In this study, we used sclerochronology and stable oxygen isotopic records (δ18O) of both modern and Pleistocene corals from Rocky Point, Belize to compare seasonality at the last interglacial with that of today. The last interglacial interval is believed to have experienced stronger Northern Hemisphere solar insolation than today, which is thought to have resulted in a more northward and latitudinally extensive Intertropical Convergence Zone (ITCZ) over the Caribbean, presumably leading to higher amplitude seasonal temperature and/or precipitation cycles. We compared geochemical data from fossil and modern Orbicella sp. corals in northern Belize to explore changes in seasonality between the Pleistocene and present.

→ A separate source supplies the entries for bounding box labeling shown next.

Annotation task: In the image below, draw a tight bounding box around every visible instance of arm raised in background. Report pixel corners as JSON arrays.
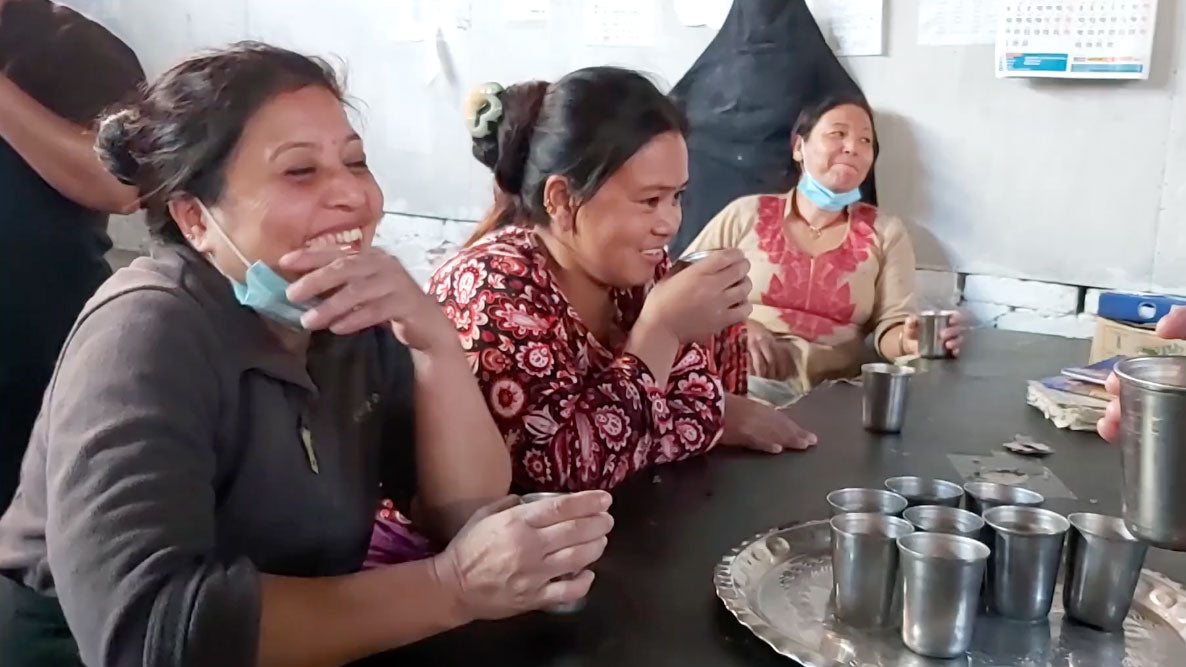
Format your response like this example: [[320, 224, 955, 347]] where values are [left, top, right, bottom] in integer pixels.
[[0, 74, 139, 214]]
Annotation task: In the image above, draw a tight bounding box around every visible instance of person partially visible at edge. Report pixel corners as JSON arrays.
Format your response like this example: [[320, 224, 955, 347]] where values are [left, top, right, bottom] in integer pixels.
[[0, 0, 144, 512], [0, 43, 612, 667], [686, 95, 962, 407], [428, 66, 815, 490], [1096, 306, 1186, 443]]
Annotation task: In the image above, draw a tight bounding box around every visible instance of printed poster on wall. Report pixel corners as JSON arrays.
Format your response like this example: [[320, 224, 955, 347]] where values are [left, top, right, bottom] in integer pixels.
[[996, 0, 1158, 78]]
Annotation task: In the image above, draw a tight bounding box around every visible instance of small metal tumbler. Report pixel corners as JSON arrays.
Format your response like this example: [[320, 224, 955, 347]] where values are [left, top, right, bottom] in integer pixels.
[[861, 363, 914, 433], [1116, 356, 1186, 551], [886, 477, 963, 507], [1063, 513, 1149, 631], [827, 489, 906, 516], [519, 491, 585, 614], [898, 529, 989, 659], [918, 310, 956, 358], [831, 514, 914, 628], [984, 506, 1071, 621], [964, 482, 1046, 515], [901, 504, 984, 540]]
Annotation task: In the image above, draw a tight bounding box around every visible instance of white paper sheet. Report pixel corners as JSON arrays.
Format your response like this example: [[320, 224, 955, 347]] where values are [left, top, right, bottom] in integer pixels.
[[808, 0, 885, 56], [996, 0, 1168, 78], [918, 0, 1000, 46], [671, 0, 730, 30], [582, 0, 658, 46], [503, 0, 551, 23]]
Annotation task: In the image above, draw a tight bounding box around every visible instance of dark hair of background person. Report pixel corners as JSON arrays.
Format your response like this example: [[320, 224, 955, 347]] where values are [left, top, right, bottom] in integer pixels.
[[466, 66, 688, 246], [95, 42, 345, 242]]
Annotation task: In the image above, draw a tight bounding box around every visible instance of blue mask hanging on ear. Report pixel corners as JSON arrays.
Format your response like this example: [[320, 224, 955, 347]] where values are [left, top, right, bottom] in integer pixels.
[[196, 199, 314, 331], [797, 167, 861, 211]]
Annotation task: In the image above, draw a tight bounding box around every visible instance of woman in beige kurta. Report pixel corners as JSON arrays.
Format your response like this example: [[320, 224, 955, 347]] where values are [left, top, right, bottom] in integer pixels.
[[686, 95, 961, 405]]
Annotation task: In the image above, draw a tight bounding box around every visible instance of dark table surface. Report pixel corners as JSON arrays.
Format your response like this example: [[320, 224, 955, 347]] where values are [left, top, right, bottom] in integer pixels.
[[375, 330, 1186, 667]]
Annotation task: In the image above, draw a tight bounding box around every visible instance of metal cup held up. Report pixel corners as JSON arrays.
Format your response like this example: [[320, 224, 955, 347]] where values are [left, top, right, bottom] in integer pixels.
[[861, 363, 914, 433], [918, 310, 956, 358], [1063, 513, 1149, 631], [901, 504, 984, 540], [984, 506, 1071, 622], [886, 477, 963, 507], [1116, 356, 1186, 551], [898, 529, 989, 659], [831, 514, 914, 628], [519, 491, 585, 614]]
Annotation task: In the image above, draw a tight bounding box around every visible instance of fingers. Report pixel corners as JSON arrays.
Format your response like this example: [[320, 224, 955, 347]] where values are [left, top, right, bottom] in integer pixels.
[[903, 315, 918, 341], [516, 491, 613, 528], [725, 278, 753, 306], [750, 344, 769, 377], [784, 415, 820, 450], [301, 273, 394, 334], [537, 570, 593, 608], [1096, 399, 1121, 443], [1104, 373, 1120, 396], [540, 512, 613, 553], [542, 536, 610, 579], [771, 341, 795, 380], [1158, 306, 1186, 338], [745, 438, 783, 453]]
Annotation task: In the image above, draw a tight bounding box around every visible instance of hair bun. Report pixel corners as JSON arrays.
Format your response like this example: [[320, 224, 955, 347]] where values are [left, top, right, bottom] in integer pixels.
[[95, 108, 140, 185]]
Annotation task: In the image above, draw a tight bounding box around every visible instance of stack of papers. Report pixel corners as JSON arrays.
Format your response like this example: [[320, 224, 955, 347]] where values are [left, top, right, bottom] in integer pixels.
[[1026, 356, 1124, 431]]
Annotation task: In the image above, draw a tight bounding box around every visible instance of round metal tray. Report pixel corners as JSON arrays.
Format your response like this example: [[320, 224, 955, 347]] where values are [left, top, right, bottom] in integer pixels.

The Pleistocene coral was dated at 124-128 ka using 230Th/234U dating methods and the modern coral was collected in 2014. Linear extension rates (LER) from the modern coral averaged 10.3±1.6 mm/year (n= 31) and showed higher normalized variability (stdev. = 1.4, n = 29) compared with the Pleistocene coral (mean LER of 2.5±0.9 mm/yr, stdev. = 0.9, n = 19). Both corals were sampled at a range of resolutions to examine the optimal method for reproducing seasonality. At the lowest sampling resolution (4 samples per year), the average δ18O values for the Pleistocene and modern coral were -4.19‰ and -3.96‰ respectively, but the Pleistocene coral had a seasonal δ18O range of 0.66‰ compared to the modern coral range of 0.40‰. At the highest sampling resolution (10 samples per year), the Pleistocene and modern δ18O indicated seasonal ranges of 2.47‰ and 0.99‰. Our data show that at the highest sampling resolutions, the Pleistocene seasonal δ18O ranges were greater than those of the modern coral by 1.48‰, representing a maximum potential temperature range of ~10°C. This exceeds the current seasonal temperature range of 7°C recorded from near-by in situ instrumental data. The larger seasonal range of the Pleistocene coral supports the hypothesis that the ITCZ was located at higher latitudes in the Northern Hemisphere and fluctuated within a greater latitudinal extent during the last interglacial, if δ18O is driven primarily by temperature in this coral.